[theora-dev] Multithread support

Tue Feb 3 20:17:42 PST 2015

M. Pabis wrote:
> If the multithreading encoding was dropped out, may I ask why?

IIRC, the commits from 2007 only threaded the motion search, and gave 
gains of only 10 to 20%. However, as part of the work to improve the 
Theora encoder quality for the HTML5 video tag, the way this search was 
done was completely rewritten, and we got significantly more than 10 to 
20% speed-ups just by having a smarter single-threaded algorithm.

> I think I could dedicate some of my free time to bring multithreading to
> the Theora encoder but I would like to ensure not to be redundant ;-)
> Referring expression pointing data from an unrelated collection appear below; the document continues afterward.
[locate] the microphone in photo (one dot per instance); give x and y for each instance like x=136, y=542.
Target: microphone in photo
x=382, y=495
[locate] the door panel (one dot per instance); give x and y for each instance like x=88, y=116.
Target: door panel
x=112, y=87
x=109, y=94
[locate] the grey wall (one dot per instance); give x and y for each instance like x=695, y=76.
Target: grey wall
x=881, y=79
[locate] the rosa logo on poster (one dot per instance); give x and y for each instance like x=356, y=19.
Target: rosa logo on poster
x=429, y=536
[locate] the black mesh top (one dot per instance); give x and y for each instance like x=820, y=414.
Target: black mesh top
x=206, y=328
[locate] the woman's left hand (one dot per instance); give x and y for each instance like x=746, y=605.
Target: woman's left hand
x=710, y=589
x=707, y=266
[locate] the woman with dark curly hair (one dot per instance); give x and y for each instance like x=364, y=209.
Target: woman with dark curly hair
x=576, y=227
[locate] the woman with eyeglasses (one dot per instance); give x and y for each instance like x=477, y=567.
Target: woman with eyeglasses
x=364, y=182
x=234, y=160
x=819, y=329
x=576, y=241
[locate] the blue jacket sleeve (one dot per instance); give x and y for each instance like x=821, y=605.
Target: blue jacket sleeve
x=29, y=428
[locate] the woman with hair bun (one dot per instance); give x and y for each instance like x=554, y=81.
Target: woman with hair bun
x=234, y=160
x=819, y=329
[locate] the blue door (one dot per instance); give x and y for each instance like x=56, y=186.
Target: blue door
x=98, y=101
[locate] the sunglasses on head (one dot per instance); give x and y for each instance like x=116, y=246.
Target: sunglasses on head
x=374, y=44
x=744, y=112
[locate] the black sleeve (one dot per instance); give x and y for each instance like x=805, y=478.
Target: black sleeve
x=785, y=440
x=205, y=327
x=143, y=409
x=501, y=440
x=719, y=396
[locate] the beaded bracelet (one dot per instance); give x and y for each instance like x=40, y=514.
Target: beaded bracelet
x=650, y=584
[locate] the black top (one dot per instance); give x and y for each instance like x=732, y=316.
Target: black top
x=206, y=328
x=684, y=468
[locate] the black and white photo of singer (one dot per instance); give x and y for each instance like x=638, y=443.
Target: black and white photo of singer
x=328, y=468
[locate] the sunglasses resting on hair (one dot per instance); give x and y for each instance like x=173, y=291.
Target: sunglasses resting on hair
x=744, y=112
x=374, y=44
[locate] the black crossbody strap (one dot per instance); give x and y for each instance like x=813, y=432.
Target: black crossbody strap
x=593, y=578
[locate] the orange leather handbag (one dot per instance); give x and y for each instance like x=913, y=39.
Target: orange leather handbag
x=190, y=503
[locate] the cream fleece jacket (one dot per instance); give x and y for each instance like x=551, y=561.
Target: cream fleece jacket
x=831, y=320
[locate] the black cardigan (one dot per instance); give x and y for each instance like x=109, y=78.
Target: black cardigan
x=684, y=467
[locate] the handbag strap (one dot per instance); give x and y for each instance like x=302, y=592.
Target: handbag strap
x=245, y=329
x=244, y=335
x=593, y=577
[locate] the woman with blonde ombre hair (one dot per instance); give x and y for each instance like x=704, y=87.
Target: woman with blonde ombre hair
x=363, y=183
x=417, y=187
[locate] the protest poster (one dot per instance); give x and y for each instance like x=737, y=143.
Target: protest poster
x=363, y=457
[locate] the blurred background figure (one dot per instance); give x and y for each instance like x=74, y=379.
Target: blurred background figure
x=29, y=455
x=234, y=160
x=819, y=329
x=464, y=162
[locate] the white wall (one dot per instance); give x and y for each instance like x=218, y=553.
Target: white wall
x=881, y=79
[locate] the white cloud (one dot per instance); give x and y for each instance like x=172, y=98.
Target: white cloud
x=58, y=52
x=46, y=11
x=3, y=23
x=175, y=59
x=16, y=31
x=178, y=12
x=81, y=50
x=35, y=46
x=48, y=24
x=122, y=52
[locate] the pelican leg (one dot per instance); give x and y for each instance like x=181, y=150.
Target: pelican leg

I don't believe anyone has been working on this for some years. There 
are two basic approaches.

One is threading within a single frame, which does not require any API 
behavior changes. In theory you can scale to a fairly decent number of 
threads everywhere except the final conversion from tokens to VLC codes 
in oc_enc_frame_pack(). However, the units of work are sufficiently 
small and the task dependencies sufficiently involved that this needs 
some kind of lock-free work-stealing queues to have a hope of getting 
more benefit from the parallelism than you pay in synchronization 
overhead. I'd started designing one with the hope that all memory 
allocations could be done up-front at encoder initialization (to avoid 
locking contention there), but this turns out to be sufficiently 
different from how most lock-free data structures worked at the time 
that it was a fair amount of work. I've been meaning to look at what 
Mozilla's Servo project is doing for this these days (since they have 
similar challenges).

The other is traditional FFmpeg-style frame threading, which gives each 
thread a separate frame to encode, and merely waits for enough rows of 
the previous frame to be finished so that it can start its motion 
search. This is generally much more effective than threading within a 
frame, but a) requires additional delay (the API supports this in 
theory, but software using that API might not expect it, so it would 
have to be enabled manually through some sort of th_encode_ctl call) and 
b) requires changes to the rate control to deal with the fact that 
statistics from the previous frame are not immediately available. b) was 
the real blocker here.

In every encoder I know of (for any format), the second approach is much 
more effective than the first.